Loch Shiel is relatively narrow and hemmed in at the north end by high mountains. As the boat chugs along, Jim uses a microphone to tell us about people who had lived along this loch.
Small parties of hunter gatherers arrived here some 8000 years ago. The hillsides were heavily wooded then with oak, Scots pine and birch trees. There are still fragments of the ancient Caledonian forest but large coverings of Forestry Commission conifers dominate the lower hillsides. Higher up, sheep and deer have left the slopes bare.
Our first wild life sightings are not too exciting. Common gulls, though they’re not so common nowadays despite the name, crowd on to a small island of rock.
But then, all eyes and binoculars are trained on a black speck in the blue sky above a mountain ridge. A golden eagle it’s agreed! All aboard are wishing this dot in the sky would come much closer, be more convincing, show its impressive wingspan and curved beak – but it doesn’t happen.
However, further along the loch, there is a definite sighting – this pair of birds are arguably even more magnificent. Jim stops the boat. There are two White Tailed Eagles in a nest near the top of a tree. The male flies off, doesn’t reappear but is probably still close by, perched on another tree. The female looks to be hunched over. Is she sheltering chicks?
The birds are relatively safe here as the loch sides are almost empty of people. There’s only one full time resident now. One other cottage belongs to author Mike Tomkies who left a very different life behind to come here to study the wildlife, particularly wildcats.
We leave the boat at the southern end of the loch at Acharacle, a small village that manages to support a bakery and a general store.
When we are seated in the mini-bus again we are driven the few miles to Loch Sunart, a fiord - like sea loch with numerous bays which otters are known to inhabit.
We look for signs of these elusive creatures - but here on this beautiful day, for us, there’s no show!
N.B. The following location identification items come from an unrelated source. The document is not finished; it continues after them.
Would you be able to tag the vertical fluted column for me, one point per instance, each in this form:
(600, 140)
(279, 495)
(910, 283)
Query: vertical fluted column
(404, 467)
Our next stop is the Forestry Commission Garbh Eilean Wildlife Hide. It’s a well - appointed wooden building with an approach ramp suitable for wheelchair users, wall mounted benches, information boards and windows overlooking an island in Loch Sunart . Here the wild life watchers talk in whispers.
Some way below us seals are easily spotted. There’s much splashing in the water as pairs rise and cavort before disappearing into the depths.
As we continue motoring along Loch Sunart, passing trees that may be three hundred years old, our guide draws our attention to the striking rock falls and formations, the birdlife and two small herds of red deer.
One grouping is moving slowly, mere specks of dark brown on the hillside. Another group of stags and hinds is closer to the single track road. They appear unperturbed by the sight of humans. They watch us watching them – then carry on grazing.
At each stop, as well as pointing out the wildlife including dragonflies, Ian tells us about the importance of some of the flowers at our feet. These plants may now be dismissed as weeds, but were important to local people who could make use of them.
Silverweed is a hairy, silvery creeping perennial with yellow flowers which is plentiful, common and was cultivated from late prehistoric times. The roots were boiled, baked or even eaten raw. During the famine in these parts, Silverweed was used as a substitute for potatoes.
Our last stop is at another wildlife hide. It’s really a high, sturdy wooden fence with holes cut out to accommodate viewers’ different eye levels. We look through into the forest. On a tree not far away, a red squirrel is safely ensconced in a little wooden shelter attached to a feeder with a plentiful supply of food.
Here’s another definite sighting.
Ian leaves us with details of where we might still spot otters on the shore in Fort William.
On this safari we’ve not managed to see all of Scotland’s Big Five. But the searching has been splendid on a glorious day and there’s still time.